One such effort focused on access, awareness and education to vaccines led to a collaboration with AARP, UnidosUS and nonprofits in 13 states. Toyota provided more than 50 vehicles and grant funding in these states, in addition to a fleet of vehicles to the Los Angeles City Fire Department who are going door-to-door to help the homebound. A mobile clinic was launched, and Toyota worked with the City of Frisco, Parkland Hospital, and the University of Louisville vaccination hubs to improve vaccine facilitation.

Another effort focused on education led to the creation of a virtual field trip – Moving to Market – and the work to co-create of Ann Arbor Hands-On Museum’s new STEAM Park. Efforts to prepare, motivate and inspire students included new Toyota USA Foundation grants focused on girls in STEM, computer science and a significant milestone with the phased opening of the West Dallas STEM School.

And, in April, Toyota announced a $1.7 million investment in full-tuition scholarships for female and underrepresented students of color working towards degrees in engineering from either the University of Kentucky or University of Louisville. This built on scholarship programs with the Hispanic Scholarship Fund, Rainbow PUSH, Point Foundation, and additional investments to connect students with opportunities and close the STEM gap.

Toyota also increased its longstanding support for the Asian American Pacific Islander (AAPI) community, funding new programs to support small businesses, social justice, and education, among additional areas. Through Toyota’s highly engaged workforce, employees part of TAASIA – an employee resource group focused on AAPI – helped guide efforts to support the community.

This type of employee engagement can be found throughout the company, and it is one reason Toyota Financial Services was recognized as one of the 50 most civic-minded businesses in the nation.

All of these efforts are just some of the reasons that Toyota earned the 7th spot on DiversityInc’s Top Companies for Diversity. Toyota is the highest ranked automaker and the highest ranked heavy manufacturing company.

Evolving Achievements

Behind a long list of achievements last year is a distinguished leadership team that never stops pushing the envelope, which is the reason TMC president, Akio Toyoda, was honored by the World Car Awards jury in April. As the 2021 World Car Person of the Year, Toyoda was quick to amend the title “from car ‘person’ of the year to car ‘people’ of the year, because it’s the collective effort … that has truly made Toyota what it is today.”

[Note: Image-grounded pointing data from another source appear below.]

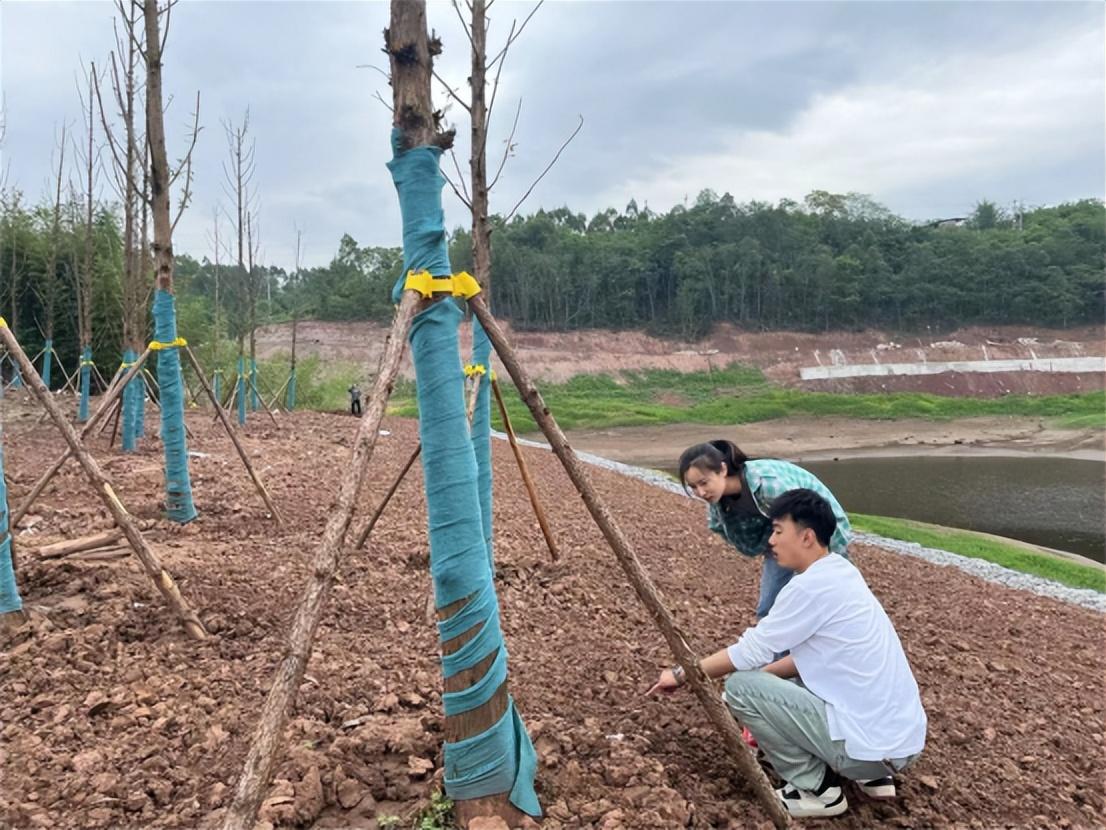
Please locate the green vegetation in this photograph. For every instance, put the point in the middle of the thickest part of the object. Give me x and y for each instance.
(1008, 553)
(833, 262)
(740, 395)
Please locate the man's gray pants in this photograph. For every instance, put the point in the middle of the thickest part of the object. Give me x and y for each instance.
(790, 725)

The result of that collective effort was that Toyota once again landed on the 2021 Fortune Global 500 List. This time, Toyota climbed one spot to number nine, with $256.7 billion in annual revenue. And that revenue translates right back to the customer as Toyota Motor Credit Corporation (TMCC) constantly seeks ways to help consumers take home the mobility products they need. This past November, TMCC announced an expansion of Toyota’s relationship with Bass Pro Shops and Cabela’s to include offering financial services for the company’s boats, all-terrain vehicles and other mobility products.

Mobility Doesn’t Stop 

Toyota knows that mobility doesn’t stop. Even on non-production days, many TMNA employees found ways to use that time for good by giving back to the community and raising money for various causes. It’s another example of how Toyota and its employees demonstrates an unending commitment to Toyota’s core values and its respect for people and the environment.

So, with 50 million Corollas sold, Toyota’s electrified vehicles continuing to pave the way, and a renewed commitment to mobility among the year’s accomplishments, Toyota is ready for this new year – and all that may come its way.